8. Il quarto motivo è infondato, poiché, “In tema di IVA, in virtù degli artt. 19 del d.P.R. 26 ottobre 1972, n. 633, e 17 della Direttiva UE 17 maggio 1977, n. 388, osta al riconoscimento del diritto alla relativa detrazione da parte del cessionario, non soltanto la prova del suo coinvolgimento nella frode fiscale, ma anche quella della mera conoscibilità dell’inserimento dell’operazione in un fenomeno criminoso, volto all’evasione fiscale, la quale sussiste ove il cessionario, pur essendo estraneo alle condotte evasive, ne avrebbe potuto acquisire consapevolezza mediante l’impiego della specifica diligenza professionale richiesta all’operatore economico, avuto riguardo alle concrete modalità e alle condizioni di tempo e di luogo in cui si sono svolti i rapporti commerciali, mentre non occorre anche il conseguimento di un effettivo vantaggio” (v., in tal senso, Cass. n. 13545/2018).

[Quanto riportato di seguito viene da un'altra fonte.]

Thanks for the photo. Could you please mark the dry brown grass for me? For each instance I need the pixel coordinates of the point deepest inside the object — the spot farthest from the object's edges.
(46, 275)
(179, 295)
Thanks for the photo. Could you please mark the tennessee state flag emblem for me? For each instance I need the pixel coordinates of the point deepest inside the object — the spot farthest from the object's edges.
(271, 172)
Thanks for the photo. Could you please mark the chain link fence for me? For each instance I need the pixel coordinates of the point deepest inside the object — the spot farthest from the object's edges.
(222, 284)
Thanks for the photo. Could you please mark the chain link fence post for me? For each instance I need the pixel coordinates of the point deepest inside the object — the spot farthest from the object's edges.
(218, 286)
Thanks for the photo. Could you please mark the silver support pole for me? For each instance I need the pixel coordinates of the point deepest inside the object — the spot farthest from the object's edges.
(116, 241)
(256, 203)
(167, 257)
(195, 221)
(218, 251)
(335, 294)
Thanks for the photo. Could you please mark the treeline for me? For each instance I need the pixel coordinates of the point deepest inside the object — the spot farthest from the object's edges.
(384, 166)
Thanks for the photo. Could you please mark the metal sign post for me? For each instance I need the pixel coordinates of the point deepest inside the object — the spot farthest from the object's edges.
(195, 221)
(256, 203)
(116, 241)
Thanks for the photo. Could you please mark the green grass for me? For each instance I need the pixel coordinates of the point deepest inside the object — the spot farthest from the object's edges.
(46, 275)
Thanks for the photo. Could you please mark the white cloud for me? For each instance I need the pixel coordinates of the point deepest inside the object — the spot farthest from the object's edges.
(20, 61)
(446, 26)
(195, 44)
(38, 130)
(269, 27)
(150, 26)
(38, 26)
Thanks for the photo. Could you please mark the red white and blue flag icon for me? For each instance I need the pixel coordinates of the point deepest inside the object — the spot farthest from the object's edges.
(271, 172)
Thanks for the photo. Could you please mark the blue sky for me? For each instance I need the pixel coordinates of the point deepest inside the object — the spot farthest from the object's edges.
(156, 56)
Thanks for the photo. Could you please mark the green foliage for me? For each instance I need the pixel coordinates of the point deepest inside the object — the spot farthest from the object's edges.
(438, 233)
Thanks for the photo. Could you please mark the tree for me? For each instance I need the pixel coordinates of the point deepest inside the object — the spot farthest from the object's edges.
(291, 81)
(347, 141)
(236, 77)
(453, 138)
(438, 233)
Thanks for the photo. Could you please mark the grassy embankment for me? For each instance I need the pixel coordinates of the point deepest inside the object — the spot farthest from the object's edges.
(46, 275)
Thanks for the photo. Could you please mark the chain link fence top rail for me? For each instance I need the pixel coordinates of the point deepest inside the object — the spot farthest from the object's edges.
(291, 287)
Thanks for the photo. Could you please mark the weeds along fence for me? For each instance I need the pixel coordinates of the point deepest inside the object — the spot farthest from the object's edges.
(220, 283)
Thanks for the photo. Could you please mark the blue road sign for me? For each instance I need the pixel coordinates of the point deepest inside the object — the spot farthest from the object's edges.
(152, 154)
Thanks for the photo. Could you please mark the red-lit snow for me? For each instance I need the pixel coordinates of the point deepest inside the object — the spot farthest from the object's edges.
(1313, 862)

8.1. E, nel caso, il giudice ha ritenuto (per le ragioni già sopra illustrate) che, a monte della stipulazione della locazione finanziaria, vi sia stata una macchinazione, posta in essere al fine di frodare l’iva, alla quale non è rimasta estranea la T. S.p.A. (cfr., in particolare, il seguente passo della motivazione della sentenza impugnata: “La consegna dell’anticipo al B. per pagare la Euro Car Trading Gbr, la quale a sua volta doveva pagare la ditta olandese; il fatto che il B. al termine dell’operazione restituisca l’acconto, fa capire come tutto era stato concordare per frodare il fisco”); ciò che esclude la ricorrenza della buona fede necessaria per la detrazione.

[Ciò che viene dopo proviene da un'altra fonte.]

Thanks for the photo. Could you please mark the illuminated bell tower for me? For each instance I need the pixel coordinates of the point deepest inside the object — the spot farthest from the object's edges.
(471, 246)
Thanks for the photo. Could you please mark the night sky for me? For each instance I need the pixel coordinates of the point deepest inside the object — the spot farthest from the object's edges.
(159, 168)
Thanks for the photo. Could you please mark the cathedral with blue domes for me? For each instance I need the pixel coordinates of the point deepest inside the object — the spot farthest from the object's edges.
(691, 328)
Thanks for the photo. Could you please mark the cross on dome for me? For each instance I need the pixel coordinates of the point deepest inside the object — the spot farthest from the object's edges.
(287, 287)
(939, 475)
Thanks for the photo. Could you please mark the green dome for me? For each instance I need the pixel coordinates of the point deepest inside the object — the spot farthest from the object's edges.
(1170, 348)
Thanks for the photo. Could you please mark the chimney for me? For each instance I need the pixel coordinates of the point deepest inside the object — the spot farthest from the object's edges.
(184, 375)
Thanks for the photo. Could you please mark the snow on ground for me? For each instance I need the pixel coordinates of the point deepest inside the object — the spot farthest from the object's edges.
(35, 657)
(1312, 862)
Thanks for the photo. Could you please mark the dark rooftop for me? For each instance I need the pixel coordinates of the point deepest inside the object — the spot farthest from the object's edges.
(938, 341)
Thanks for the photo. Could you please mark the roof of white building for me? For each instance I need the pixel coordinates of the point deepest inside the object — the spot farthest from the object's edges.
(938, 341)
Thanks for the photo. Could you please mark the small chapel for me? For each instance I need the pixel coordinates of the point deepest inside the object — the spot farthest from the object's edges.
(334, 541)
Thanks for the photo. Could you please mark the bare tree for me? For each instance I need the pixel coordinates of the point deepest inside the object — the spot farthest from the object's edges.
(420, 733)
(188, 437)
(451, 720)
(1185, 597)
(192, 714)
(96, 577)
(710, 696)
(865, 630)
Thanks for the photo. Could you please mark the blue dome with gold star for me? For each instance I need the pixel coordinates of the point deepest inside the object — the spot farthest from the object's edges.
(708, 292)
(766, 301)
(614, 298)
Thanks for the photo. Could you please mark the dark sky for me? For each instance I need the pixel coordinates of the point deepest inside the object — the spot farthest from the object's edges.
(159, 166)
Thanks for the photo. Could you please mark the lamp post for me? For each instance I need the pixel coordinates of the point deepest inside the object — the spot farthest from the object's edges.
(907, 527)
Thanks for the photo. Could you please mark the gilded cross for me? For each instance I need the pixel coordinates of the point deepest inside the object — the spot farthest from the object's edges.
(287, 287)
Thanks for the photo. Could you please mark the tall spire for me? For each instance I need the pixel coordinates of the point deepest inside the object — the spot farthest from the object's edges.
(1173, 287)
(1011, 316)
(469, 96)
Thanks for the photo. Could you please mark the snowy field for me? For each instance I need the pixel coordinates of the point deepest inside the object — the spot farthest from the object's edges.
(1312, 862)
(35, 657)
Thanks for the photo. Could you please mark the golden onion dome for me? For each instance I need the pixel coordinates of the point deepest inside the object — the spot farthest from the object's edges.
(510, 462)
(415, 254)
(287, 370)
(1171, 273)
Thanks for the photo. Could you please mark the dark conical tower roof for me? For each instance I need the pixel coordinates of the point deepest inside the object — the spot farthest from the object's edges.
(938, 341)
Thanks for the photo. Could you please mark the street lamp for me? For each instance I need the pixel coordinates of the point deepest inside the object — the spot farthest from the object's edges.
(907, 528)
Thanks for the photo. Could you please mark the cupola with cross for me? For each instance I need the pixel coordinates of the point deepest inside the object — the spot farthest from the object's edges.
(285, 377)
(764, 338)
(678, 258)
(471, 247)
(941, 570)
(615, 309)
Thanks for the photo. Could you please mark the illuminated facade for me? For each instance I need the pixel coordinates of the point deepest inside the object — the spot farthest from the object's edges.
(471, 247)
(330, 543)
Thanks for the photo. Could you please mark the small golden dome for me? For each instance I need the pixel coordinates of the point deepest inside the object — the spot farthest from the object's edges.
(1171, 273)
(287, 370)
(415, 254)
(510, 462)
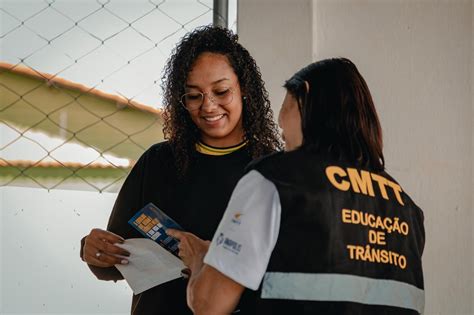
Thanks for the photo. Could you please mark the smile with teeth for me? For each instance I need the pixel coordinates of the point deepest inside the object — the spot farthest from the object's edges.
(213, 118)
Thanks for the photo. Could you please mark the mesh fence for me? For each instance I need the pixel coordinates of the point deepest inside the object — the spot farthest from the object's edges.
(80, 86)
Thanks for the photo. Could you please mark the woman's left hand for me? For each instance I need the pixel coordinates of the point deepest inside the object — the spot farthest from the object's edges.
(191, 248)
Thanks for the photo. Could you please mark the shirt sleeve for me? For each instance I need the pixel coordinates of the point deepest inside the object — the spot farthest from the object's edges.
(248, 231)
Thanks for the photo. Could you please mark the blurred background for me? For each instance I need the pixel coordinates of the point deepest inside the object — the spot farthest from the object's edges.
(80, 100)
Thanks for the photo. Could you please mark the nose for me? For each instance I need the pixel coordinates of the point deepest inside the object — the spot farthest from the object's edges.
(208, 102)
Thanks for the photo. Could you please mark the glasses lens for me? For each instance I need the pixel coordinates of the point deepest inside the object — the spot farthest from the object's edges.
(192, 100)
(223, 97)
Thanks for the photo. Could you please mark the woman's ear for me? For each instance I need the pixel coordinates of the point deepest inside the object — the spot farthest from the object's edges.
(306, 83)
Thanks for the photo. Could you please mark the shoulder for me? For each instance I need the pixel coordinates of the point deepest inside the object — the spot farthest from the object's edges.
(274, 161)
(160, 149)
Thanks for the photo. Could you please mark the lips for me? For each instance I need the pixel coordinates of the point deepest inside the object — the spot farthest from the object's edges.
(213, 118)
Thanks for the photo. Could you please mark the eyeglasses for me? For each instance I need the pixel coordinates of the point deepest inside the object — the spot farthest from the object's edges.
(194, 100)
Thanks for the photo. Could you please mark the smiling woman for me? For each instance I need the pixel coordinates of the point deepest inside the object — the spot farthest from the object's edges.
(217, 118)
(219, 114)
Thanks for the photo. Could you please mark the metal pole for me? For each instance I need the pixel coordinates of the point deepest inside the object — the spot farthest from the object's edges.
(221, 9)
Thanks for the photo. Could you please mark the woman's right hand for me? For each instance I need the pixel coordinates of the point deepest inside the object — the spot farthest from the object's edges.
(99, 249)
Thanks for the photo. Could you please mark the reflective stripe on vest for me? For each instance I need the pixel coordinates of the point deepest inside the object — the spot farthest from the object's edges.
(342, 288)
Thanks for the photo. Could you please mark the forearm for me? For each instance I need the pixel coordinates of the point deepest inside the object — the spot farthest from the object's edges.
(211, 293)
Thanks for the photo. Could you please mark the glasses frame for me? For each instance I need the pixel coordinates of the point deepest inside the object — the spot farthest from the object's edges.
(211, 97)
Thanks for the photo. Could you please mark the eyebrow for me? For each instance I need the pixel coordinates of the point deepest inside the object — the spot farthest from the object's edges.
(215, 82)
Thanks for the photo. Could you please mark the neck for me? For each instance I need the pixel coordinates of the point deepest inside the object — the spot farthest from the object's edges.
(222, 143)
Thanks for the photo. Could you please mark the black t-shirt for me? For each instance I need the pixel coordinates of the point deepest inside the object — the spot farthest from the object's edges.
(196, 201)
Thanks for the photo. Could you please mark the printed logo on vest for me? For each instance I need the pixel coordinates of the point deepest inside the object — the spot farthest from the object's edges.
(236, 218)
(229, 244)
(220, 239)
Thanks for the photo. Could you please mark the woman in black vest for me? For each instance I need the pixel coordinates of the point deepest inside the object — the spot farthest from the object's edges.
(217, 118)
(320, 228)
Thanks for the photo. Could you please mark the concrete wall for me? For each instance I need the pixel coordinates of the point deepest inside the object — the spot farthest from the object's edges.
(278, 35)
(417, 58)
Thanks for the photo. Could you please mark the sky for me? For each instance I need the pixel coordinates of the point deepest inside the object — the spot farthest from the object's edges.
(40, 229)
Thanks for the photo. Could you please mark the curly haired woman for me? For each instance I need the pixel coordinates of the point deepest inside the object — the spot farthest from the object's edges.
(217, 119)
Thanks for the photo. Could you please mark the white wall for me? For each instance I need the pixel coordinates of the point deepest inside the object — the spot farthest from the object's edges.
(40, 268)
(417, 59)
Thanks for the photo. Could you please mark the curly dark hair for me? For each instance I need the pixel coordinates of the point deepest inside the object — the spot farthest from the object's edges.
(260, 131)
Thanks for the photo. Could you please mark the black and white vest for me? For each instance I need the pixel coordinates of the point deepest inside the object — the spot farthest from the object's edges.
(350, 240)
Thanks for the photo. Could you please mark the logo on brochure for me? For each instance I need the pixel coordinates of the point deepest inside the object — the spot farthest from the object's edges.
(220, 239)
(229, 244)
(236, 218)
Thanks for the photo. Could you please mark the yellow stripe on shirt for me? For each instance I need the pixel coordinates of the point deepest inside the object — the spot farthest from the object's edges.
(206, 149)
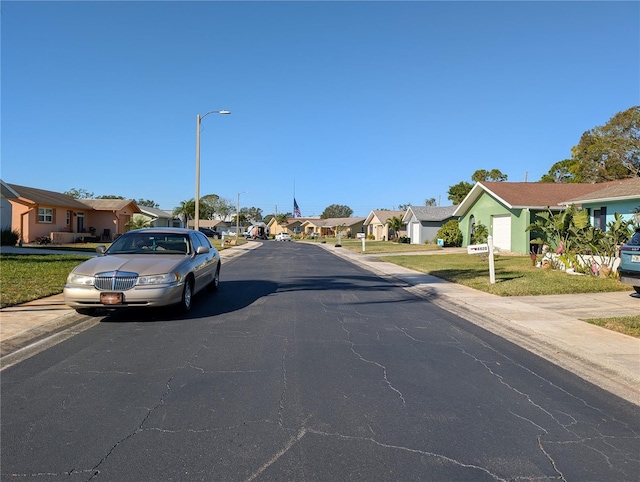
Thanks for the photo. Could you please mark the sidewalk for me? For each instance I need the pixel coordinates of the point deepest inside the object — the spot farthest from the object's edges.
(548, 326)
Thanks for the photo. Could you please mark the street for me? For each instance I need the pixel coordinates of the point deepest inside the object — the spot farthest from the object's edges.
(306, 367)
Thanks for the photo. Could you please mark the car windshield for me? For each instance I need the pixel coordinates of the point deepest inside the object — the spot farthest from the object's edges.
(150, 243)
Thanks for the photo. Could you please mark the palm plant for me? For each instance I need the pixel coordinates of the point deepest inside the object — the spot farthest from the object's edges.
(395, 224)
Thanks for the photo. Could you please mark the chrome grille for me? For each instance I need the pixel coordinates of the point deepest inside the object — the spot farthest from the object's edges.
(115, 281)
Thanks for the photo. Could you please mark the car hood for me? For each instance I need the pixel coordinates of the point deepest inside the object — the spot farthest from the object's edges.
(143, 265)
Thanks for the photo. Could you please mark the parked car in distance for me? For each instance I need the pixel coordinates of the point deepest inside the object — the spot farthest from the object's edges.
(629, 269)
(210, 233)
(147, 267)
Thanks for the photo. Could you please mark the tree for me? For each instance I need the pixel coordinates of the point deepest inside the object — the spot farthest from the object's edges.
(459, 191)
(492, 175)
(138, 222)
(79, 193)
(611, 151)
(336, 211)
(253, 214)
(215, 207)
(450, 233)
(186, 211)
(395, 224)
(148, 203)
(563, 171)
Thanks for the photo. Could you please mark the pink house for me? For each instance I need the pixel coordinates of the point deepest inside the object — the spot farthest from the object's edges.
(38, 213)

9. Il quinto motivo è fondato, giacché l’immatricolazione dei mezzi come autocarri integra presunzione di utilizzo degli stessi in modo conforme alla loro destinazione – e, inevitabilmente, per finalità imprenditoriali -, sicché ha errato nell’interpretazione della norma di riferimento la CTR, che, sul mero assunto, non significativo, che gli stessi autocarri sarebbero stati usati in giornate festive e in orari notturni, ha finito per configurare, non plausibilmente, un onere della contribuente di fornire una ulteriore prova della “strumentalità”, data da un uso dei veicoli coerente con l’inquadramento formale.

10. La sentenza va cassata nei limiti dei motivi accolti, con rinvio della causa, per nuovo esame, avuto riguardo ai principi sopra esposti, ad altra Sezione tributaria regionale del Friuli Venezia Giulia, oltre a provvedere sulle spese della presente fase del giudizio.

P.Q.M.

Accoglie il secondo, terzo e quinto motivo di ricorso, rigetta gli altri, cassa la sentenza impugnata nei limiti dei motivi accolti e rinvia alla Commissione Tributaria Regionale del Friuli Venezia Giulia in diversa composizione, cui demanda di provvedere anche sulle spese.